Wrażania po filmie bardzo pozytywne. Seansów sporo
Jedynie brak efektu wejścia w nadprzestrzeń jak bolał, tak po 20 latach nadal boli.
NIECH KTOŚ TO KU^*#A WRESZCIE NAPRAWI!!!
20 lat ???!!, boszzze, masakra jakaś normalnie jakt ten czas zapier ... znaczy mija tak szybko
Niesamowite oczekiwania i nadzieje związane z pierwszym epizodem, to pierwsze co przychodzi mi tak na szybko do głowy.

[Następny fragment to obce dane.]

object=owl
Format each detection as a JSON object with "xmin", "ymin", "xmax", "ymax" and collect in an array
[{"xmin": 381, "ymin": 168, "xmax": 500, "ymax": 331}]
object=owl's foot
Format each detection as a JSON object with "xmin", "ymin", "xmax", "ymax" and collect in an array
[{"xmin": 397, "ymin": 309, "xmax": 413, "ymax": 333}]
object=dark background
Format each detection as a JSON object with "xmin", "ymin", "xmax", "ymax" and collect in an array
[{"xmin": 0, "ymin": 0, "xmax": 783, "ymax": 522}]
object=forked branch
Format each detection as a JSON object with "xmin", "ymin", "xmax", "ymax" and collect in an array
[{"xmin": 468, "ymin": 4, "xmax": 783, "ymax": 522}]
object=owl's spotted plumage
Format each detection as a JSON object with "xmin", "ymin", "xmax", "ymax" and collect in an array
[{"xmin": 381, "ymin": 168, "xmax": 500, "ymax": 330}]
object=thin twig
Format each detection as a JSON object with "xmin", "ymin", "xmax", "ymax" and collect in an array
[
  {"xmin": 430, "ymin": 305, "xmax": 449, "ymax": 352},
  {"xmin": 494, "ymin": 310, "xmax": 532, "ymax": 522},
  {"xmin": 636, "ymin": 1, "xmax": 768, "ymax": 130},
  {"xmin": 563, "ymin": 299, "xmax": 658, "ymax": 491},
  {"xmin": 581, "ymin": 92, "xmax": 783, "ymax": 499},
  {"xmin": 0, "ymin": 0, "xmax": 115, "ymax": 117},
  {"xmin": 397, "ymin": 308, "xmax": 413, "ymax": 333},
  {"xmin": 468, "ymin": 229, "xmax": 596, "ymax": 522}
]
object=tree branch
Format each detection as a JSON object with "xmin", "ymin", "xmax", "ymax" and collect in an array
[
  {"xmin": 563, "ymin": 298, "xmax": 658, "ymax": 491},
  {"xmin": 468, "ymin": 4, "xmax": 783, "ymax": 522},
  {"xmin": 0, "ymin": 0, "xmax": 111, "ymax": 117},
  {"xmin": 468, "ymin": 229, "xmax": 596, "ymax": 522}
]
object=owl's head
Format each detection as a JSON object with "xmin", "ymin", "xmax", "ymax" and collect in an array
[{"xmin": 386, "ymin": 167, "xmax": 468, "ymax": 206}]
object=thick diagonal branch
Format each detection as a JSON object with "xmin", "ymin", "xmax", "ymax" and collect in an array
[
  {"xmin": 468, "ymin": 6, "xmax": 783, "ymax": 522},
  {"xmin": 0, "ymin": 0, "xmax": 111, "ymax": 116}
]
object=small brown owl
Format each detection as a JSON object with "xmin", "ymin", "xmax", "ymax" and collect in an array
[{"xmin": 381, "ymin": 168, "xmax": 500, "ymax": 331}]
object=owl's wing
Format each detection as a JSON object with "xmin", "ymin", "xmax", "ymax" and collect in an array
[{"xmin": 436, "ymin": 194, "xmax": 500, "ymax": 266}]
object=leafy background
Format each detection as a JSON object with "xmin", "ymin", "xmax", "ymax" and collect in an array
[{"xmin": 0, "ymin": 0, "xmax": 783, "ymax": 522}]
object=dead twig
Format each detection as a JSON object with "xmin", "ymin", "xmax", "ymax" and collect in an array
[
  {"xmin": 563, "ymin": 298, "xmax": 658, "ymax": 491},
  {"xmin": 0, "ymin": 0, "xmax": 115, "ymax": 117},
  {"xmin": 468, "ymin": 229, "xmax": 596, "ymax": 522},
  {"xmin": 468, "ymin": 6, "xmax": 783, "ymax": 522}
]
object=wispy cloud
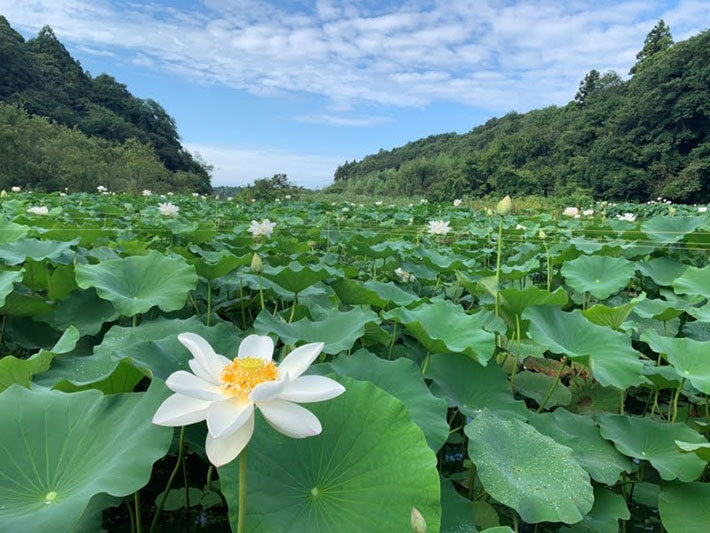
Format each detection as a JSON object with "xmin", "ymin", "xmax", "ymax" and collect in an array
[
  {"xmin": 293, "ymin": 115, "xmax": 391, "ymax": 128},
  {"xmin": 0, "ymin": 0, "xmax": 710, "ymax": 111},
  {"xmin": 184, "ymin": 142, "xmax": 345, "ymax": 189}
]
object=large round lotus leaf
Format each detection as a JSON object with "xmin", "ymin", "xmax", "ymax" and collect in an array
[
  {"xmin": 641, "ymin": 215, "xmax": 706, "ymax": 244},
  {"xmin": 0, "ymin": 385, "xmax": 173, "ymax": 533},
  {"xmin": 427, "ymin": 354, "xmax": 528, "ymax": 420},
  {"xmin": 658, "ymin": 483, "xmax": 710, "ymax": 533},
  {"xmin": 599, "ymin": 414, "xmax": 707, "ymax": 481},
  {"xmin": 254, "ymin": 308, "xmax": 380, "ymax": 354},
  {"xmin": 673, "ymin": 265, "xmax": 710, "ymax": 298},
  {"xmin": 523, "ymin": 306, "xmax": 644, "ymax": 389},
  {"xmin": 0, "ymin": 270, "xmax": 25, "ymax": 307},
  {"xmin": 76, "ymin": 251, "xmax": 197, "ymax": 316},
  {"xmin": 35, "ymin": 317, "xmax": 241, "ymax": 389},
  {"xmin": 219, "ymin": 378, "xmax": 441, "ymax": 533},
  {"xmin": 330, "ymin": 278, "xmax": 419, "ymax": 309},
  {"xmin": 528, "ymin": 409, "xmax": 633, "ymax": 485},
  {"xmin": 261, "ymin": 261, "xmax": 334, "ymax": 293},
  {"xmin": 385, "ymin": 300, "xmax": 495, "ymax": 365},
  {"xmin": 560, "ymin": 486, "xmax": 631, "ymax": 533},
  {"xmin": 500, "ymin": 286, "xmax": 567, "ymax": 328},
  {"xmin": 52, "ymin": 289, "xmax": 120, "ymax": 335},
  {"xmin": 636, "ymin": 257, "xmax": 688, "ymax": 287},
  {"xmin": 582, "ymin": 293, "xmax": 646, "ymax": 331},
  {"xmin": 464, "ymin": 410, "xmax": 594, "ymax": 524},
  {"xmin": 0, "ymin": 239, "xmax": 79, "ymax": 266},
  {"xmin": 562, "ymin": 255, "xmax": 636, "ymax": 300},
  {"xmin": 641, "ymin": 330, "xmax": 710, "ymax": 394},
  {"xmin": 329, "ymin": 350, "xmax": 450, "ymax": 452}
]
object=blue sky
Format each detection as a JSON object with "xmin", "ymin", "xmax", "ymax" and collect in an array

Poza tym, zajawka "Duel Of The Fates" rozwaliła dosłownie wszystko. Byłem świadkiem, a wiem, że podobnie było w wielu innych kinach, jak ludzie kupowali bilety na jakikolwiek seans, by zobaczyć tylko ten trailer - a później opuszczali sale kinowe. Coś nieprawdopodobnego, ale tak właśnie było. I ja tam byłem, chleb i wino ... Eee, coś mi się pomieszało
Fantastyczny motyw "Duel Of The Fates", świetni nowi bohaterowie - czyli Qui-Gon Jinn, i Darth Maul. To było naprawdę niesamowite, bo wszyscy byliśmy wychowani na klasycznej filmowej sadze i znanych głównych postaciach, a tu taki "strzał w dychę" z nową obsadą u George`a ...
Co do samego filmu, to w kinie robiło to niesamowite wrażenie, bajkowość, rozmach, akcja, kolorystyka obrazu, dźwięk, to wszystko chłonęło się podczas seansu i oglądało nie zwracając uwagi na - no, o minusach prequeli powiedziano i napisano już wszystko, więc ... wspominam tylko to co dobre było.

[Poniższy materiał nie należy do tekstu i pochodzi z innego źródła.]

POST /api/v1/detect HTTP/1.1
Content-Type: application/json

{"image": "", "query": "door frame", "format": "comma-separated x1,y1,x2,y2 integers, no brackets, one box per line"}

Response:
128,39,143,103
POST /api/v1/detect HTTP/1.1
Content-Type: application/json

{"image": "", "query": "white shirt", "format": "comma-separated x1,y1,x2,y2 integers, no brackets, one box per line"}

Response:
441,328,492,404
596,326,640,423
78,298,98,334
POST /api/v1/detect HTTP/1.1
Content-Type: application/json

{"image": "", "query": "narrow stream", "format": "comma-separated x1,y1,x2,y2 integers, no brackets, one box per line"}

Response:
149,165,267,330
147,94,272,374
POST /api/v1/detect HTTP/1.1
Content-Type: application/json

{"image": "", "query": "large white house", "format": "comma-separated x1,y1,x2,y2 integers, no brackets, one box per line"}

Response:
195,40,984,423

Najlepszy moment z całego filmu ? - oczywiście pojedynek Jedi z Maulem. Świetnie poprowadzony wizualnie i pokazujący trzy różne style walki tak, że widać było różnice w technice machania mieczykiem. Tak pierwsza z części pojedynku, czyli Qui-Gon i Maul, jak i druga - ta bardziej dynamiczna, Obi-Wan vs Maul. To było świetne !. Na pewno sam "top" z całej filmowej sagi.
W kinie byłem chyba ze trzy razy na pierwszej części z prequeli, a na kolejnych po razie ... chyba, bo czas jednak zaciera wspomnienia, ale na pewno wygrywa tu "Phantom Menace". Do dzisiaj mam właściwie duży sentyment do tego filmu. Klasycznie bajkowy, tak w dwóch słowach bym określił tą część filmowej sagi.

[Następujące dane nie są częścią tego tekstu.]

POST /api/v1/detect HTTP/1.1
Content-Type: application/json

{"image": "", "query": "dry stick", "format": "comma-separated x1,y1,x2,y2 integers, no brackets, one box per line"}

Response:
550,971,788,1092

To takie główne ze wspomnień, i pierwsze, które przychodzą na "szybko" do głowy
No pamiętam, całe Helsinki powyklejane plakatami i jak na złość nie znalazłem pasującego seansu bez dubbingu. Choć, z moim ówczesnym ingliszem to też by było wyzwanie. Ale fajne były reklamy w ichniej TV. Niefart, i musiałem czekać do polskiej premiery.
Sam seans i film wspominam niestety lepiej dziś niż wtedy, jednak byłem chyba zbyt "stary", aby zaakceptować te wszystkie numery Jar Jara...
Tak sobie właśnie przypomniałem - w dokumencie "The People vs George Lucas" jest ten gość, który czeka w kolejce pod kinem i na pytanie reportera TV odpowiada "I came here from Poland"
I tak się zastanawiam, czy ten fan tu kiedyś był a może nawet jest I w ogólności, czy są tu ludzie którzy widzieli to "na legalu w kinie" wcześniej niż na tej opóźnionej polskiej premierze? Może ktoś w USA?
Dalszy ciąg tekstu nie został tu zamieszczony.